Le jardin royal s’appelle Shah-Lemaun et est de forme oblongue ; la partie septentrionale distincte du reste est disposée irrégulièrement, et plantée d’arbres. Le reste forme un carré divisé par avenues qui se croisent au milieu du jardin ; celle qui va de l’est à l’ouest est formée par de belles rangées de cyprès et de planes, plantés alternativement ; elle contient trois allées parallèles, et deux grands parterres de pavots d’orient. À l’est de cette promenade se trouve une porte d’entrée ; à l’ouest une belle maison contenant une grande salle et deux autres appartemens. L’espace du nord au sud est aussi bordé de cyprès et de planes, derrière lesquels sont des buissons très-serrés, de rosiers rouges, blancs et roses, et de rosiers du Bengale[1], de jasmin blanc et jaune, de cistes et d’autres arbrisseaux à fleurs.

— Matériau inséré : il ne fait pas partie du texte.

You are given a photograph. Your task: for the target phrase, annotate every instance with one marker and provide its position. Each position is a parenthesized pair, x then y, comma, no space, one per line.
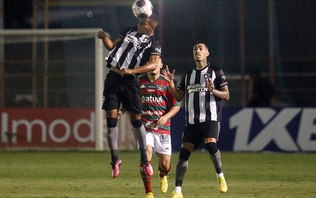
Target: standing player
(135,51)
(203,88)
(158,107)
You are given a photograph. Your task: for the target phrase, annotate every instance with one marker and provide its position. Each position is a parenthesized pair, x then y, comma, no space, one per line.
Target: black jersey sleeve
(155,48)
(181,86)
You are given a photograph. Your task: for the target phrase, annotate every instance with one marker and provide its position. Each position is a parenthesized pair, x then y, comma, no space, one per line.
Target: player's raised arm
(108,43)
(149,66)
(177,94)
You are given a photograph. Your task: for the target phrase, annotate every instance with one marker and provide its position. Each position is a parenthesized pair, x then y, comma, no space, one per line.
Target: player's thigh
(193,135)
(111,94)
(162,144)
(164,160)
(210,129)
(130,96)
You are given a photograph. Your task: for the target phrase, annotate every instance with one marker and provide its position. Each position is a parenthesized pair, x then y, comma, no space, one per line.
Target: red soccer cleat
(148,170)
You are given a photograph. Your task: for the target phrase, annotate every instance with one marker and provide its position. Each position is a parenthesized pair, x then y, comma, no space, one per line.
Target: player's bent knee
(184,154)
(111,122)
(211,147)
(136,123)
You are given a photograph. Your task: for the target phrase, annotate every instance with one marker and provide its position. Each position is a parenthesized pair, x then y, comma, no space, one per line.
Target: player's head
(200,51)
(148,25)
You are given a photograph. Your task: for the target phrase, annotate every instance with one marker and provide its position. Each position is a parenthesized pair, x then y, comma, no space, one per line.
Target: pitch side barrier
(242,129)
(262,129)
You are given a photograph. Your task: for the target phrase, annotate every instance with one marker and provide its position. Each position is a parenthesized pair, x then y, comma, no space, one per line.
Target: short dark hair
(202,42)
(153,17)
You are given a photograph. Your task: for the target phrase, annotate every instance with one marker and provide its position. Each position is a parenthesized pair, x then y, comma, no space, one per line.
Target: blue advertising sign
(261,129)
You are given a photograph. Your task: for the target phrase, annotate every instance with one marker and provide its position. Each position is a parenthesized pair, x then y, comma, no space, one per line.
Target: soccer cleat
(116,168)
(148,170)
(149,195)
(176,194)
(222,186)
(163,184)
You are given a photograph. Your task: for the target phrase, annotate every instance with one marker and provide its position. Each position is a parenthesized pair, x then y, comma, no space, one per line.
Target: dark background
(237,32)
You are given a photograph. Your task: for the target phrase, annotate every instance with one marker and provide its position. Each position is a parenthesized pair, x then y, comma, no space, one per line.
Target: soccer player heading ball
(142,9)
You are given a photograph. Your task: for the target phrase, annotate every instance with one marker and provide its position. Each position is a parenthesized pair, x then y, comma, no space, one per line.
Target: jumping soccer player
(203,88)
(135,51)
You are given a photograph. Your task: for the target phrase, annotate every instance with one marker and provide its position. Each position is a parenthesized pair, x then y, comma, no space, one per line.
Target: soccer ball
(142,8)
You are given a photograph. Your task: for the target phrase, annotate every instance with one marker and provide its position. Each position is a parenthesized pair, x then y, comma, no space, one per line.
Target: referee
(136,50)
(202,88)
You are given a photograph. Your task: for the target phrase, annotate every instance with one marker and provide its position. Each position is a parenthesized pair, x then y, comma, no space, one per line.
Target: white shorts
(161,143)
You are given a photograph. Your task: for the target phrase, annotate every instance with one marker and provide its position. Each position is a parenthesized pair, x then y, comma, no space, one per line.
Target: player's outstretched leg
(147,181)
(163,179)
(140,134)
(222,185)
(215,155)
(112,138)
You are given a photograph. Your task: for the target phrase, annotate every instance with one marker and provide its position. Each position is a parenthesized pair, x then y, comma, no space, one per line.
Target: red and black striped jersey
(157,100)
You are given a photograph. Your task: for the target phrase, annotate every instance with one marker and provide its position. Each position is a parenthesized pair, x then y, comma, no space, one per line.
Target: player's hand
(101,34)
(209,84)
(162,120)
(168,76)
(126,71)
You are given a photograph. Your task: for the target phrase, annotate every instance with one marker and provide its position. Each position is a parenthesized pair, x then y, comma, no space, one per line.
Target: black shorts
(121,90)
(195,133)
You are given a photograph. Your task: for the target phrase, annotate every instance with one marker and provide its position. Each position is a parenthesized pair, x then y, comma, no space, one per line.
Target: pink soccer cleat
(116,168)
(148,170)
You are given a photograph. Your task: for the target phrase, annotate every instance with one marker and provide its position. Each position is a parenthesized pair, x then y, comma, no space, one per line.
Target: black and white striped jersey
(200,104)
(134,50)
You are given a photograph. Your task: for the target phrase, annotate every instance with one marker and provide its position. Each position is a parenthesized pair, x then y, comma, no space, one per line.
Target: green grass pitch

Entre les allées se trouvent six bassins, tellement disposés que l’eau tombe continuellement de l’un dans l’autre. Au centre du dernier bassin est une maison d’été, haute de deux étages, et entourée de fontaines. Le nombre des fontaines est de soixante-dix en tout.

Le reste du jardin offre une multitude d’arbres fruitiers : quelques-uns sont plantés si près les uns des autres que le soleil a de la peine à y pénétrer en plein midi ; aussi y trouve-t-on un abri fort agréable contre la chaleur.

Les murailles de la maison d’été sont couvertes de sentences en vers persans, sur l’inconstance de la fortune.

Les personnes qui venoient nous voir le plus fréquemment, étoient Mirza-Géramné-Khan, fils d’un grand seigneur persan, et Moubla Behramund, tous deux fort instruits.

Parmi les visites que je fis, je ne dois pas oublier celle que j’allai faire à un homme qui avoit la réputation de saint, et qui s’appeloit Schaikh-Swuz. Le roi et son premier ministre vont souvent le voir, mais ils ne consentent jamais à s’asseoir devant lui, quelques instances qu’il puisse leur faire.

Je me rendis à son petit jardin ; voyant à une certaine distance quelques personnes bien habillées, je me disposois à les saluer, lorsque quelqu’un qu’un près de moi me donna le bonjour. En me retournant j’aperçus un vieillard vêtu comme un journalier, et qui paroissoit occupé à travailler à la terre : c’étoit le saint en question ; les autres personnes étoient des seigneurs qui se tenoient à une certaine distance par respect ; il y avoit parmi elles un jeune homme, frère de la reine, et fils d’un ancien visir. Le saint nous fit asseoir sur des mottes de terre qu’on venoit de retourner, et parla de toutes sortes de choses, excepté de religion. Il s’exprimoit avec volubilité, sans affecter les airs d’un béat : la seule chose où il mit de l’affectation, ce furent ses regrets de n’avoir rien à nous offrir, et la proposition d’envoyer chercher à l’auberge de quoi nous donner à diner.

  1. On sait que ces derniers fleurissent en toute saison.